Tragic 1976 ax murders at Korean DMZ recalled
DEMILITARIZED ZONE, Korea — Much like today’s incoming officers, members of the U.S. Military Academy class of 1966 knew what they were getting into when they left West Point.
Arthur Bonifas and William McKinney each deployed to different units in Vietnam. They made it back, but 40 or so of their classmates did not, McKinney said Thursday.
The tragedies took their toll, but after a while they were no longer shocking.
"The numbness wore off, and then boom, 10 years later after Vietnam, out of the blue … it wasn’t supposed to happen after Vietnam," McKinney said.
On Aug. 18, 1976, ax-wielding North Korean soldiers murdered Capt. Bonifas and 1st Lt.
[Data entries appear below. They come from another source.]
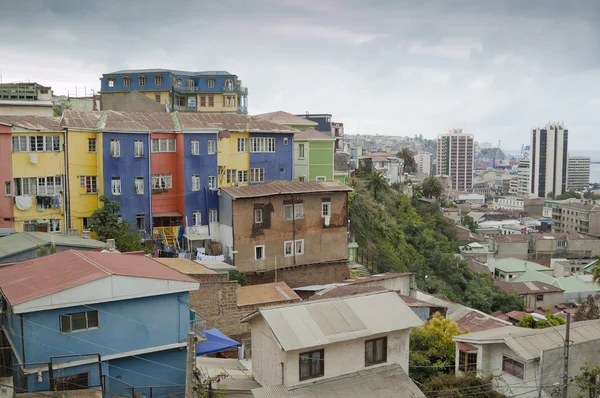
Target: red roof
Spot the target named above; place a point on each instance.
(29, 280)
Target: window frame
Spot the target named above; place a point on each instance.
(373, 351)
(312, 373)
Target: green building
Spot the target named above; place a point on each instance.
(313, 156)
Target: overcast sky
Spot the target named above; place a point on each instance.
(493, 68)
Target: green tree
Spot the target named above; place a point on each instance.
(377, 183)
(588, 309)
(408, 157)
(432, 350)
(469, 385)
(432, 187)
(529, 322)
(106, 223)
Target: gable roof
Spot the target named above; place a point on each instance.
(42, 277)
(313, 134)
(321, 322)
(282, 117)
(280, 187)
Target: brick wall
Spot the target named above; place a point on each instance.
(304, 275)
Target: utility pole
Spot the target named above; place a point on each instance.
(566, 373)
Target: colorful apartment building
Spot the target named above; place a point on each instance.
(167, 90)
(163, 168)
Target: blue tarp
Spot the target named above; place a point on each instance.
(215, 342)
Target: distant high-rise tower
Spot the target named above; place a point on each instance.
(549, 159)
(455, 158)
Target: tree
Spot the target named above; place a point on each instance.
(432, 350)
(469, 385)
(408, 157)
(432, 187)
(588, 309)
(529, 322)
(377, 183)
(106, 223)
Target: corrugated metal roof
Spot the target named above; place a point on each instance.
(266, 293)
(29, 280)
(388, 381)
(278, 187)
(321, 322)
(529, 343)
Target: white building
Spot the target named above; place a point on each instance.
(455, 158)
(527, 362)
(548, 171)
(312, 341)
(578, 173)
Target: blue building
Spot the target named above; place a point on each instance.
(208, 92)
(90, 320)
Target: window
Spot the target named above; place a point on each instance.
(162, 181)
(195, 145)
(375, 351)
(79, 321)
(197, 217)
(298, 212)
(212, 147)
(138, 148)
(116, 185)
(325, 209)
(231, 176)
(195, 182)
(257, 216)
(163, 145)
(212, 182)
(312, 364)
(467, 361)
(257, 175)
(138, 184)
(20, 143)
(242, 144)
(262, 144)
(115, 148)
(54, 225)
(259, 252)
(513, 367)
(140, 222)
(242, 175)
(213, 215)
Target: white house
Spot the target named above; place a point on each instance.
(313, 341)
(528, 362)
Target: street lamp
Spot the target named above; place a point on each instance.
(541, 318)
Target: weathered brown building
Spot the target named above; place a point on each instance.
(287, 226)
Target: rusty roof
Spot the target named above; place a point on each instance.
(313, 134)
(231, 122)
(266, 293)
(286, 118)
(43, 276)
(279, 187)
(46, 123)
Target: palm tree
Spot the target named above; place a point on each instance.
(432, 187)
(377, 182)
(408, 157)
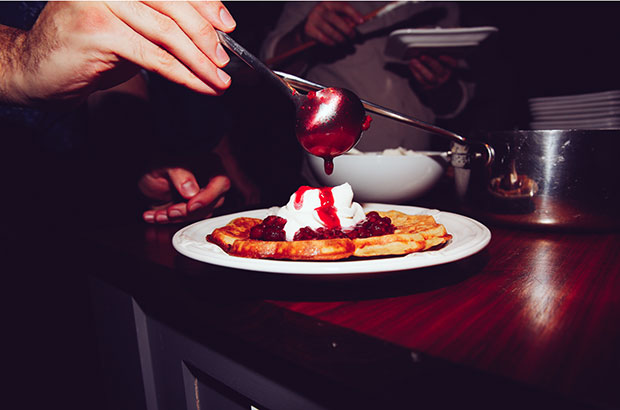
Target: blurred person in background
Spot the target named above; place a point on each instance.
(427, 86)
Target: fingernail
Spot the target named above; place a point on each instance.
(221, 55)
(161, 218)
(226, 18)
(190, 188)
(223, 76)
(175, 213)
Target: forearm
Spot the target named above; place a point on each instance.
(12, 41)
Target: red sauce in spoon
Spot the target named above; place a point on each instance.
(329, 124)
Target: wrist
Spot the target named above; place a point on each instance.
(12, 81)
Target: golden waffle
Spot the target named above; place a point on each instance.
(413, 233)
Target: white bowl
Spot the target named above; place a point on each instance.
(376, 177)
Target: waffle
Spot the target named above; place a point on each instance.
(413, 233)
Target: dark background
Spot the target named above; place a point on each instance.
(542, 49)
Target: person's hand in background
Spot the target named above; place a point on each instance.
(432, 72)
(166, 184)
(331, 23)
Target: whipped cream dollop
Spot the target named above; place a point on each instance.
(328, 207)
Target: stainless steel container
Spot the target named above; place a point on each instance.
(549, 179)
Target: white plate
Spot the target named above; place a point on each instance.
(589, 109)
(611, 123)
(468, 238)
(577, 98)
(577, 116)
(402, 42)
(574, 106)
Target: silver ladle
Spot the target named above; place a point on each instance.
(328, 121)
(487, 151)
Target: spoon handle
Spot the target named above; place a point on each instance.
(386, 112)
(257, 65)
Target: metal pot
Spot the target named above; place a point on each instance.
(543, 178)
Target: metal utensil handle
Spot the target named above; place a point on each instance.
(306, 85)
(256, 64)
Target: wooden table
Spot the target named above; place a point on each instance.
(531, 321)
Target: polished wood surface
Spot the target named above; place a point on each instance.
(533, 316)
(543, 309)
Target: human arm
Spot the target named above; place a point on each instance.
(75, 48)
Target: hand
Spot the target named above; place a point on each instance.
(430, 72)
(161, 185)
(332, 22)
(75, 48)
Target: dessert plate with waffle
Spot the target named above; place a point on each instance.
(323, 231)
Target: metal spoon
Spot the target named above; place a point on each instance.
(487, 151)
(328, 121)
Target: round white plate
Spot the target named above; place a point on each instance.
(468, 238)
(401, 43)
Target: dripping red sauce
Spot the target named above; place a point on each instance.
(366, 123)
(326, 212)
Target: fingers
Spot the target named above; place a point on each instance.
(332, 22)
(217, 186)
(200, 206)
(431, 72)
(155, 186)
(184, 182)
(199, 30)
(160, 38)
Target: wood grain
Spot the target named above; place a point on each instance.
(544, 310)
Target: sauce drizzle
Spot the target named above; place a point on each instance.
(326, 212)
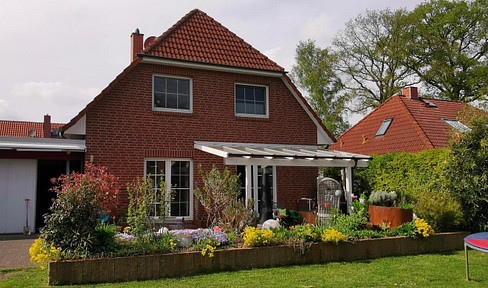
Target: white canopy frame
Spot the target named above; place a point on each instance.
(249, 154)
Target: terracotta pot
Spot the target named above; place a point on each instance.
(392, 216)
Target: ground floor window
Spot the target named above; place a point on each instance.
(178, 175)
(264, 194)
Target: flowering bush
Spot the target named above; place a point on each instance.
(256, 237)
(423, 228)
(333, 236)
(199, 235)
(41, 253)
(73, 219)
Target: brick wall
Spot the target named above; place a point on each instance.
(122, 130)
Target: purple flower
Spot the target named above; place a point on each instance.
(203, 234)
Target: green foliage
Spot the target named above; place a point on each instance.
(73, 219)
(105, 235)
(236, 216)
(314, 72)
(140, 195)
(467, 174)
(219, 191)
(446, 46)
(419, 180)
(383, 198)
(370, 52)
(440, 209)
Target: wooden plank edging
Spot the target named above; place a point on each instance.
(109, 270)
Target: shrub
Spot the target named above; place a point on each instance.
(467, 176)
(236, 216)
(140, 195)
(218, 192)
(440, 209)
(333, 236)
(383, 198)
(257, 237)
(73, 219)
(105, 236)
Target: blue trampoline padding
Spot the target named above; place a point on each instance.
(478, 241)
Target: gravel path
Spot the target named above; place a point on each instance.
(15, 253)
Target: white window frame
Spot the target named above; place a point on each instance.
(167, 171)
(190, 92)
(266, 101)
(252, 192)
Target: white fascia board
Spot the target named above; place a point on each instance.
(193, 65)
(294, 162)
(211, 150)
(79, 128)
(322, 136)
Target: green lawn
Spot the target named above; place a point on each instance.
(435, 270)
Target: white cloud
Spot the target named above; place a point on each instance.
(33, 99)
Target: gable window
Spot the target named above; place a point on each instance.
(384, 127)
(251, 100)
(179, 176)
(456, 124)
(172, 93)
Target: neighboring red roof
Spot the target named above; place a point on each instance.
(21, 128)
(198, 37)
(416, 126)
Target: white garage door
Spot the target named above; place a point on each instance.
(18, 181)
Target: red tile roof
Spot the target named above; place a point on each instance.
(21, 128)
(198, 37)
(416, 126)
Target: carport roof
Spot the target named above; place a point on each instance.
(281, 155)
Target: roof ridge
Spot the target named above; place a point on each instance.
(416, 122)
(368, 115)
(165, 38)
(170, 30)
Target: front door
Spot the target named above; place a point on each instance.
(264, 194)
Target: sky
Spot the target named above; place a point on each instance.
(57, 55)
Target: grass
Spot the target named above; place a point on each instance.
(434, 270)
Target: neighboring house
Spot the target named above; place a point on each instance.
(403, 123)
(199, 94)
(31, 153)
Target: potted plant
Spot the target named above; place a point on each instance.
(383, 211)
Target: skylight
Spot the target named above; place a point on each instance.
(457, 125)
(384, 127)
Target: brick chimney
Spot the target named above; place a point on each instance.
(46, 126)
(136, 44)
(411, 93)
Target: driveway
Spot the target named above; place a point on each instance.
(14, 251)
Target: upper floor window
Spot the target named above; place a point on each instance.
(172, 93)
(384, 127)
(251, 100)
(456, 124)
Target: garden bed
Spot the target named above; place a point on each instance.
(106, 270)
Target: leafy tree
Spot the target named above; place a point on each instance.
(72, 223)
(314, 72)
(448, 48)
(467, 173)
(370, 54)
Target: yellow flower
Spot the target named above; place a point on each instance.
(423, 228)
(333, 236)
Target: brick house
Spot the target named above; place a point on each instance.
(199, 95)
(403, 123)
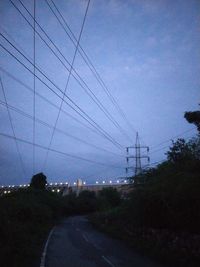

Mark Barrett during a tree-trimming operation within the Demilitarized Zone.
On Thursday, McKinney, a retired colonel who now works as a contractor in the joint operations office at Yongsan Garrison, and others gathered to remember the two soldiers at the site of the attack.
"[Bonifas] was well known for his smile," McKinney said. "His smile was an outward showing of his whole friendly demeanor. He wasn’t a person who made enemies."
At about 11 a.m. on the day of the attack, an U.N. Commission work team and a 10-man security detail set out to trim a poplar tree that blocked the view between two checkpoints.
They were met by 30 North Korean soldiers, who attacked the soldiers for four minutes. Cameras captured parts of the attack.
Three days later, the United States and South Korea launched a mission to cut down the tree.
A combat platoon and South Korean special forces were on the ground; an aircraft carrier sat of the coast; and heavy air support flew above as the tree was chopped down.
Jung Byung-ho, who attended the ceremony Thursday, was a corporal at Checkpoint 3 when the North Koreans attacked.
They struck Jung near the backbone with an ax but he managed to carry Bonifas to an ambulance.
"It all happened very fast," Jung said through a translator. "Personally, I think the attack was planned ... but the only thing that popped in my head at the time was to get the injured soldiers off the site."
For his actions, Jung has a special place among the "Old Boys," a group of former soldiers at the Joint Security Area, some of whom come to the memorial regularly.
"It was a big event in my personal life," Jung said. "I won’t ever stop thinking about it."
Current U.N. Commission Security Battalion commander Lt. Col. John Rhodes doesn’t have a personal connection to Bonifas or Barrett beyond their shared duty, but he does know what it’s like to lose a comrade in battle.
"I think it’s important that we don’t forget any of their sacrifices, whether it’s here or Iraq," Rhodes said.